Fx addon is great, if you don’t need the automation. A script can analyze the page, show you the results, ask you to correct the parts, that it is uncertain of and finally post the data to some backend. You have access to all of the DOM, so you don’t need to write a JS/CSS/HTML/whatever parser (that would be hell of a job!)
Another way is Adobe AIR. Here, you have more control over the application — you can launch it in the background, doing all the parsing and analyzing without your interaction. The downside is — you don’t have access to all DOM of the pages. The only way to go pass this is to set up a simple proxy, that fetches target URL, adds some Javascript (to create a trusted-untrusted sandbox bridge)… It’s a dirty hack, but it works.
Edit:
In Adobe AIR, there are two ways to access a foreign website’s DOM:
Load it via Ajax, create HTMLLoader object, and feed the response into it (loadString method IIRC)
Create an iframe, and load the site in untrusted sandbox.
I don’t remember why, but the first method failed for me, so I had to use the other one (i think there was some security reasons involved, that I couldn’t workaround). And I had to create a sandbox, to access site’s DOM. Here’s a bit about dealing with sandbox bridges. The idea is to create a proxy, that adds a simple JS, that creates childSandboxBridge and exposes some methods to the parent (in this case: the AIR application). The script contents is something like:
window.childSandboxBridge = {
// ... some methods returning data
}
(be careful — there are limitations of what can be passed via the sandbox bridge — no complex objects for sure! use only the primitive types)
So, the proxy basically tampered with all the requests that returned HTML or XHTML. All other was just passed through unchanged. I’ve done this using Apache + PHP, but could be done with a real proxy with some plugins/custom modules for sure. This way I had the access to DOM of any site.
end of edit.
The third way I know of, the hardest way — set up an environment similar to those on browsershots.
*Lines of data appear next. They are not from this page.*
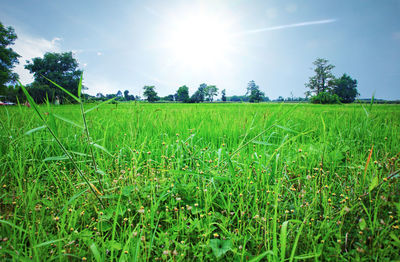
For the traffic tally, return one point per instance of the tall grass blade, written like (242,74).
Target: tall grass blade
(28,96)
(102,103)
(67,120)
(80,86)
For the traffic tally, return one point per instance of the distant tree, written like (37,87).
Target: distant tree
(254,93)
(150,94)
(323,77)
(169,98)
(210,92)
(8,58)
(61,68)
(238,98)
(199,95)
(223,95)
(182,94)
(346,88)
(128,97)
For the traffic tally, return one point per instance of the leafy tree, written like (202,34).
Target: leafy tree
(199,95)
(61,68)
(325,98)
(210,92)
(8,58)
(128,97)
(223,95)
(182,94)
(168,98)
(346,88)
(254,93)
(150,94)
(323,77)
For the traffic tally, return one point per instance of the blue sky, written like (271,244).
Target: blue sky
(124,45)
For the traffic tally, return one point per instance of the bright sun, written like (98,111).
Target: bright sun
(199,41)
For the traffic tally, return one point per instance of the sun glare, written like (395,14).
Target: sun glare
(200,41)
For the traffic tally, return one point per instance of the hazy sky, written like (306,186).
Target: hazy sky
(124,45)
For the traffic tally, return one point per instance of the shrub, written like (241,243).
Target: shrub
(325,98)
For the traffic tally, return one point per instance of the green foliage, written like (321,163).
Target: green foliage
(254,93)
(210,92)
(61,68)
(128,97)
(200,94)
(346,88)
(182,94)
(220,247)
(325,98)
(223,95)
(8,57)
(276,180)
(321,81)
(150,94)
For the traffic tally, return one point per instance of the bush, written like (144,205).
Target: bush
(325,98)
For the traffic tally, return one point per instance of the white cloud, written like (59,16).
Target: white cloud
(291,8)
(280,27)
(396,35)
(271,13)
(100,84)
(29,47)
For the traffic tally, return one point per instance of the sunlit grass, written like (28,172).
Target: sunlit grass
(200,181)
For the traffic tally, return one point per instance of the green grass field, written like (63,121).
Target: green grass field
(232,182)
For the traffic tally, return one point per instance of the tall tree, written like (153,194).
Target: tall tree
(183,94)
(150,94)
(61,68)
(321,81)
(254,92)
(126,95)
(223,95)
(200,94)
(346,88)
(210,92)
(8,57)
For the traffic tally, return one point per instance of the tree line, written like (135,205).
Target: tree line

Then you’re using firefox with automation. If you have a Mac OS X on a server, you could play with ActionScript, to do the automation for you.
So, to sum up:
PHP/server-side script — you have to implement your own browser, JS engine, CSS parser, etc, etc. Fully under control and automated instead.
Firefox Addon — has access to DOM and all stuff. Requires user to operate it (or at least an open firefox session with some kind of autoreload). Nice interface for a user to guide the whole process.
Adobe AIR — requires a working desktop computer, more difficult than creating a Fx addon, but more powerful.
Automated browser — more of a desktop programming issue that webdevelopment. Can be set up on a linux terminal without graphical environment. Requires master hacking skills. :)
Being primarily a .Net programmer these days, my advice would be to use C# or some other language with .Net bindings. Use the WebBrowser control to load the page, and then iterate through the elements in the document (via GetElementsByTagName()) to get links, images, etc. With a little extra work (parsing the BASE tag, if available), you can resolve src and href attributes into URL's and use the HttpWebRequest to send HEAD requests for the target images to determine their sizes. That should give you an idea of how graphically intensive the page is, if that's something you're interested in. Additional items you might be interested in including in your stats could include backlinks / pagerank (via Google API), whether the page validates as HTML or XHTML, what percentage of links link to URL's in the same domain versus off-site, and, if possible, Google rankings for the page for various search strings (dunno if that's programmatically available, though).
I would use a script (or a compiled app depending on language of choice) written in a language that has strong support for networking and text parsing/regular expressions.
Perl
Python
.NET language of choice
Java
whatever language you are most comfortable with. A basic stand alone script/app keeps you from needing to worry too much about browser integration and security issues.